Why Parents in Split Families Shouldn't Lose Their First Amendment Rights To Talk to Their Children:

Many defenses of child custody decisions based on parents' speech and religion acknowledge that parents in intact families have broad rights to speak to their children free of government restraint (see PDF pages 43-53 of this article), but argue that in split families this is different. I think this is wrong, as I argued at length in my NYU article; but I thought I'd excerpt some of my arguments here, in a somewhat abridged form.

1. Surrender of Parental Rights: Some argue that parents in split families lose some of their constitutional rights: "In matters of custody, the family unit has already been dissolved, and that dissolution is accompanied by a weakening of the shield constructed against state intervention. A parent cannot flaunt the banner of religious freedom and family sanctity when he himself has abrogated that unity."

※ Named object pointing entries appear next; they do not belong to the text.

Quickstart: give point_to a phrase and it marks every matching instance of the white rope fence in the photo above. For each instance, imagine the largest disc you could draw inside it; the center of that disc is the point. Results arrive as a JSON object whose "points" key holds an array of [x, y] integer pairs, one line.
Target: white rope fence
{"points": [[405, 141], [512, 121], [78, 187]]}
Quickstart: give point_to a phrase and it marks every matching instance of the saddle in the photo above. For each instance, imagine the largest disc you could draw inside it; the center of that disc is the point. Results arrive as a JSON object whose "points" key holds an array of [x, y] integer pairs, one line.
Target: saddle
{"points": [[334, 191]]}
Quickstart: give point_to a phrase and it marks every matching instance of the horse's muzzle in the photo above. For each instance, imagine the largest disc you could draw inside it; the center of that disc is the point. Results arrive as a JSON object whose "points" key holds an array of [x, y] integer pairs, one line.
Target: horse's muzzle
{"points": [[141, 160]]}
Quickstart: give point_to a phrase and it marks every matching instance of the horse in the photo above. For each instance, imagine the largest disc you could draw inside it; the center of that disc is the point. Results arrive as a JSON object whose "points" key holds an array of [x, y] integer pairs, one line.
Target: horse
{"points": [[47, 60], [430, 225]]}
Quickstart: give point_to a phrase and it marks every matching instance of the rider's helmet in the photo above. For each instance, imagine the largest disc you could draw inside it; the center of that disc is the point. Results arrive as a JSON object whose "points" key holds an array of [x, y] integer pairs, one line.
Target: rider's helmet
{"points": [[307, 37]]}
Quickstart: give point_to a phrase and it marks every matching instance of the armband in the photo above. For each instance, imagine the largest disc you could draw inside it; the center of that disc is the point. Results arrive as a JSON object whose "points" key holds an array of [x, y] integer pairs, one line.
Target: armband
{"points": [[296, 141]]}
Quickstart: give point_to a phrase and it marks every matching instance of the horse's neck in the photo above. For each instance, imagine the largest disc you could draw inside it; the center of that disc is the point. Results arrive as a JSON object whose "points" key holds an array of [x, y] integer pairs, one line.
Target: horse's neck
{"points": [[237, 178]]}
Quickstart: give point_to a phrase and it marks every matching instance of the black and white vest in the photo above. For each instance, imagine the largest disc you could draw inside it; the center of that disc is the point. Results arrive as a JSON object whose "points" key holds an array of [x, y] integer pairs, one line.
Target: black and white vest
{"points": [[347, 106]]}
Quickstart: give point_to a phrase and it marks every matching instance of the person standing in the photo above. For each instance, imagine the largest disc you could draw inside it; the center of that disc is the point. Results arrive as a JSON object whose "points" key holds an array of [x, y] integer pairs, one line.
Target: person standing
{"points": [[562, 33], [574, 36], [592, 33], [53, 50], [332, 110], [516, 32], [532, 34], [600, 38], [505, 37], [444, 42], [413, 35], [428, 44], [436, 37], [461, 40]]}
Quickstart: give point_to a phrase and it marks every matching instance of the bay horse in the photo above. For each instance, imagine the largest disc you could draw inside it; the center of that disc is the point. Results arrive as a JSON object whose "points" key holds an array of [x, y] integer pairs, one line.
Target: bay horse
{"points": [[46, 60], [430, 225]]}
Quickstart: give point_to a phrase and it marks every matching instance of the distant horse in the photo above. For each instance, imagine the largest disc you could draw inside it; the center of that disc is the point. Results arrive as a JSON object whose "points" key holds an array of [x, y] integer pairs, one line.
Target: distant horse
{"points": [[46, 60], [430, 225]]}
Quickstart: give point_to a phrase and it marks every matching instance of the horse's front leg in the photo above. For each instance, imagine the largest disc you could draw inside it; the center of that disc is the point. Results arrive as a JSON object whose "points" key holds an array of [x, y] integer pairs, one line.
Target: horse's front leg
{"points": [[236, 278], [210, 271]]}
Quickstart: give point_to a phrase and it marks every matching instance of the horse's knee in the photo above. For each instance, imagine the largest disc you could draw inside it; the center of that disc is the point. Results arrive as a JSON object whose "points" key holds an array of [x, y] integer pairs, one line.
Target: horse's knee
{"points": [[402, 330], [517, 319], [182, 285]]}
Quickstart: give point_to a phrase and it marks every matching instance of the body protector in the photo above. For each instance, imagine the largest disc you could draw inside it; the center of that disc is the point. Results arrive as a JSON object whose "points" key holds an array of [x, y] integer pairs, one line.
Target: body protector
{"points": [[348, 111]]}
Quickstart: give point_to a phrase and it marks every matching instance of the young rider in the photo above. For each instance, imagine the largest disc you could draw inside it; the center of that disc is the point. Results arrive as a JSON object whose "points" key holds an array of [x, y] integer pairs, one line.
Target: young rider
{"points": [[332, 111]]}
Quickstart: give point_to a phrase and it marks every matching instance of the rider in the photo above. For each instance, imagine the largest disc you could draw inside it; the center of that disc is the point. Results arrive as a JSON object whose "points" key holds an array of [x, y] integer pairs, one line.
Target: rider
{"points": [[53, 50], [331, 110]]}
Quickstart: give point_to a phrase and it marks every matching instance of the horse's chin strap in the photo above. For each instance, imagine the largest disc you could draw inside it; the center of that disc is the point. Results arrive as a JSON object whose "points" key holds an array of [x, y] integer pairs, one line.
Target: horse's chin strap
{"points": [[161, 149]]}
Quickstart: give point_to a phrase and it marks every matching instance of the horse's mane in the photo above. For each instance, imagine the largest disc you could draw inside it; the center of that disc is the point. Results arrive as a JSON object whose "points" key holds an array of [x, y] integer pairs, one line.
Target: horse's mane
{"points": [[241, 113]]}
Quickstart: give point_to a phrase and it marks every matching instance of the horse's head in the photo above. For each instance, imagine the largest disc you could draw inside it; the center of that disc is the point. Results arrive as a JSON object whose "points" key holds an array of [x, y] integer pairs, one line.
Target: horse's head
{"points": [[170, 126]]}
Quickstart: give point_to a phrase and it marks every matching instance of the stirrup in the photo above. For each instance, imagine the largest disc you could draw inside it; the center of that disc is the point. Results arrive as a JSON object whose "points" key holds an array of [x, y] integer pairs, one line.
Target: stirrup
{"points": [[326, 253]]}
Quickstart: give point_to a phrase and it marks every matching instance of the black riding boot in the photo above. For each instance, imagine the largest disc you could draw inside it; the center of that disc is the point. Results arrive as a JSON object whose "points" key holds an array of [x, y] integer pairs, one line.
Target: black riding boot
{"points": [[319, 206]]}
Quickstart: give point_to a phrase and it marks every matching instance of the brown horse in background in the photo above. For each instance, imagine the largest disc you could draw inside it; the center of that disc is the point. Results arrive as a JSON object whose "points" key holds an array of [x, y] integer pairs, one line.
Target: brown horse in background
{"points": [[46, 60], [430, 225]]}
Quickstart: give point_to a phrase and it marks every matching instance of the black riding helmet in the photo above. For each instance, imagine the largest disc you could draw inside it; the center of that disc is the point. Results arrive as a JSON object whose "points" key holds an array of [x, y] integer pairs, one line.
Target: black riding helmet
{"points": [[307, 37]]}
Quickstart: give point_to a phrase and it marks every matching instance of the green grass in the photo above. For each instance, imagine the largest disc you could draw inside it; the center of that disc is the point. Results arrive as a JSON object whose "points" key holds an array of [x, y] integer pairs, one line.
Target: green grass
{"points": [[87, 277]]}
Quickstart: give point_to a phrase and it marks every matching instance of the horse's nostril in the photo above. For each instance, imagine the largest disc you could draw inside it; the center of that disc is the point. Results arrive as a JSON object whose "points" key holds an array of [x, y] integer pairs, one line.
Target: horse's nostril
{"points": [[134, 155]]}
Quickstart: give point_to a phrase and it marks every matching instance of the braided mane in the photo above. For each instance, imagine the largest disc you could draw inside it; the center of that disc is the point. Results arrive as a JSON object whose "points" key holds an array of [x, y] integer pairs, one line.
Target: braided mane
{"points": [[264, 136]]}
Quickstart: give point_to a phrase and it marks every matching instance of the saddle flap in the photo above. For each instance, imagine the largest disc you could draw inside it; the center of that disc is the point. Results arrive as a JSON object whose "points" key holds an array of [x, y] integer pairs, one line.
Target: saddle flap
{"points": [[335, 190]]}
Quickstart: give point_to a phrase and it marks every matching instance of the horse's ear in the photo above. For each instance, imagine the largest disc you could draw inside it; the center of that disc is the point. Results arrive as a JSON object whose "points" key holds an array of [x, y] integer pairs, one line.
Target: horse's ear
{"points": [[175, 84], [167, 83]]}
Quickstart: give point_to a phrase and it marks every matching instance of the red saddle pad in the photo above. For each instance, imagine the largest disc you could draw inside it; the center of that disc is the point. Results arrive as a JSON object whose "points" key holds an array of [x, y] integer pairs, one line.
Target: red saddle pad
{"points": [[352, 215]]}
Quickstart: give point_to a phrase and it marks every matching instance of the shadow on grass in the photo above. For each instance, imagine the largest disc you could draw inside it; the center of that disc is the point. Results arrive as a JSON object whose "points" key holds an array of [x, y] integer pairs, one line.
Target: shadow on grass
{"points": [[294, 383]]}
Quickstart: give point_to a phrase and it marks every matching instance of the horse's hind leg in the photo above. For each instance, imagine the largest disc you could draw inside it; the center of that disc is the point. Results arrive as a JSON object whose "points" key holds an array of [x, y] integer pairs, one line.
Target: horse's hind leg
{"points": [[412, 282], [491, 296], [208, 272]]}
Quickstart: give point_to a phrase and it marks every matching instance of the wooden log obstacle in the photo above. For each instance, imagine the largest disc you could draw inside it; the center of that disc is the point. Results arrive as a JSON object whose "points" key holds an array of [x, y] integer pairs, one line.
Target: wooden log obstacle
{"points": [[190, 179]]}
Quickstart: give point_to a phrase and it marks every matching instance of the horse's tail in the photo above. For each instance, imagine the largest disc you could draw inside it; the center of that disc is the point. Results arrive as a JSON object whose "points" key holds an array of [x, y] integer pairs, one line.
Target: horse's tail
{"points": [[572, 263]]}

Each parent's right to live with a child, and to control the child's upbringing, must indeed yield in some measure when the parents split up. The child can't physically be in two separate households at once; and if the parents are hostile enough to each other, they can't make joint decisions about the child's life.

But it doesn't follow that parents' First Amendment rights must likewise yield. Parents' individual rights to speak to their children (and to practice their religions by speaking to them) can still be fully exercised after the parents break up. The parent may no longer be able to rely on the sanctity of the family as a unit, but he may rely on the sanctity of his own constitutional rights. The government must intervene to some extent when a family breaks up, but there's no inherent reason that it must intervene in the parents' speech.

Nor has the parent's conduct somehow waived the right. First, child custody speech restrictions may be imposed on a parent even when the family's unity was abrogated by the other parent: The law here doesn't distinguish the leaving parent from the one who gets left.

Second, even when a parent seeks the divorce, it hardly follows that the government may require the parent to waive his constitutional rights as a condition of getting that divorce. That's true for First Amendment rights generally (or for that matter Fourth Amendment or other rights); it's presumptively equally true for First Amendment rights to speak to one's children.

2. Best Interests Above All: Child custody speech restrictions also can't be justified simply by arguing that protecting a child's best interests is so important that it trumps any First Amendment rights.

Parent-child speech is protected in intact families even when it may undermine the child's best interests. And this is so even though parental teaching of bad ideologies in intact families can sometimes be more harmful than the same speech in split families: If the parents are divorced, one parent might counteract whatever harmful ideology the other parent is teaching, or at least each parent's authority might be decreased because the parent has less time with the child. But if the parents are still together, they're more likely to teach the child the same message; the child will be even more within their ideological control; and the child's best interests would be even more hurt by the bad teachings.

Thus, proponents of child custody speech restrictions must say something more: They need to explain why the same interest that is inadequate to restrict speech in intact families becomes adequate when the family is split.

3. Need to Decide Accurately: One possible "something more" is that in split families, the judge has been called in, and some custody decision must be made. The court should therefore make the most accurate decision it can, the argument would go, by considering all the relevant evidence, including the parent's likely future speech.